Таким образом, если долгосрочные инвестиции в телесность обречены на провал, то краткосрочные, наоборот, приносят максимальную прибыль. Вложения в эксклюзивную женственность сопоставимы с инвестициями в процветающую компанию. В выигрыше оказываются все участники предприятия, откликающиеся на sex appeal, ибо они соприсутствуют в создании произведения, в максимуме того, на что способен vita-режим. Объективная эстетическая и эротическая значимость прекрасного женского тела объясняется тем, что оно допускает приобщение к чему-то сверхсмертному, а значит, и “сверхживому”.

Потоки вожделения ориентированы вдоль силовых линий Эроса — и это простое, естественное устремление смертных к очагам максимальной концентрации жизни. Поэтесса Людмила Пуханова говорит: “Раньше мне казалось: столько разных людей, у всех есть свои достоинства, каждому может достаться кто-то, и тогда на всех хватит. Но потом я поняла, что мир устроен иначе. Всем нужны одни и те же. И одни и те же никому не нужны”. Людмила поняла все абсолютно правильно: великое множество пар, а затем и семей сводит вместе остаточный принцип, соединяющий друг с другом тех, кто никому не нужен. И ничего, живут: во всяком случае, те, кто нужны всем, уживаются друг с другом гораздо хуже. Вопрос о природе эксклюзивной женственности, казалось бы, должен стоять в центре феминистических изысканий. Увы, слишком велика в данном случае трудность честного самоотчета, слишком мучительно признание. Его приходится добывать по крохам. Но можно себе представить фрагмент соответствующей главы из будущей книги какой-нибудь Фриды Ницше, книги для всех и ни для кого под названием “Так говорила Заратустра”.

4. Некрасивая невеста

Я — некрасивая невеста. Я говорю это, ибо взыскую истины, а не уважения, и говорю для тех, кто готов пить из чаши неразбавленной истины.
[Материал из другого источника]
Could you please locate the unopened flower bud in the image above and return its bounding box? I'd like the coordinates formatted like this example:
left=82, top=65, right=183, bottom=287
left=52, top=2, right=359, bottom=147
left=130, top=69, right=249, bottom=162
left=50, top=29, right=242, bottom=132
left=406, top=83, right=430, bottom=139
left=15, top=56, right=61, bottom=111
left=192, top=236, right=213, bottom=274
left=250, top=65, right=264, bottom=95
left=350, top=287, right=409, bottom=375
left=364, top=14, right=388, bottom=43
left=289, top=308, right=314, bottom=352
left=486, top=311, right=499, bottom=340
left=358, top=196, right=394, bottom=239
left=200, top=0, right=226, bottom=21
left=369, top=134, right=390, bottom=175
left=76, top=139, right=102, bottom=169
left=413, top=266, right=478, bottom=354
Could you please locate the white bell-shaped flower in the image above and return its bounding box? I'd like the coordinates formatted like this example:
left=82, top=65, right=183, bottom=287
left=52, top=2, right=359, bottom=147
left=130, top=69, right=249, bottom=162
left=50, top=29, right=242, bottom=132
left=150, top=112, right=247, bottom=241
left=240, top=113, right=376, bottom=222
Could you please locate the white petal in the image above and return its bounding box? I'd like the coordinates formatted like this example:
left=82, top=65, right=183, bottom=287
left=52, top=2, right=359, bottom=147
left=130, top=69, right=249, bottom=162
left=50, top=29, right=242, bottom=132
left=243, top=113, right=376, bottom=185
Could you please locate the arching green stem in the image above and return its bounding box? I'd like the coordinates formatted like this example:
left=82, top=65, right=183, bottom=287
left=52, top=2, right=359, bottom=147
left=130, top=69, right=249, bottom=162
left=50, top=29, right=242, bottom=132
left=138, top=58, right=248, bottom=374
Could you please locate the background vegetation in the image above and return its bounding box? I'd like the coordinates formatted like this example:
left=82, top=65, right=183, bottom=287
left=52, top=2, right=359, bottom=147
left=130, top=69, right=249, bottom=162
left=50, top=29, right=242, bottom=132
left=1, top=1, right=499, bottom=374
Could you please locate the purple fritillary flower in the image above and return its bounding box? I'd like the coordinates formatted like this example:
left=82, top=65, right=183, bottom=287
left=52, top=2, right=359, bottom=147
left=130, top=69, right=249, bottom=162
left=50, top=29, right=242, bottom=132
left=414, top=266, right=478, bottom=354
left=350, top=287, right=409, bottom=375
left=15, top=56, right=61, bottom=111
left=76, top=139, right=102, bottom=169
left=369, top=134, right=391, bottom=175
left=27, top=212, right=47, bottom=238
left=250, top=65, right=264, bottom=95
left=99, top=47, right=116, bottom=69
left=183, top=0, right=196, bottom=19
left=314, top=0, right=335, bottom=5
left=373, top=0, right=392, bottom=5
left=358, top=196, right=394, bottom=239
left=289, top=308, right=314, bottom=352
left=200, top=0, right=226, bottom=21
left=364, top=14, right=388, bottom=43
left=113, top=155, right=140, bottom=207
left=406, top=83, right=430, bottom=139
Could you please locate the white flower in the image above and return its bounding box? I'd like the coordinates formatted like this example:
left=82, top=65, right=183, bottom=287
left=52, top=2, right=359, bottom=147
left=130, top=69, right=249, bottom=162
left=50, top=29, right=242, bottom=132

Я обращаюсь к тебе, моя орлица, и к тебе, львица моя, — о, как вместе весело смеялись над окончаниями и суффиксами, над языком, уже приготовленным для нашего порабощения. Невинный факт грамматической производности львицы от льва, медведицы от медведя и поэтессы от поэта мы разоблачили и отряхнули, как прах с наших уст. Мы легко сотворили другой дом бытия, называя поэта, если он мужского рода, словом поэтус, а философа-мужчину, буде такие еще найдутся, словом философус. Мы входили в этот дом отдохнуть и нисколько не затруднялись при виде известного всем животного говорить барса, а если он обнаруживал дополнительный половой признак, то — бар-сучок.

Каждая из нас вольна выбирать саму себя независимо от преднаходимого грамматического рабства и этикетных поз подчинения.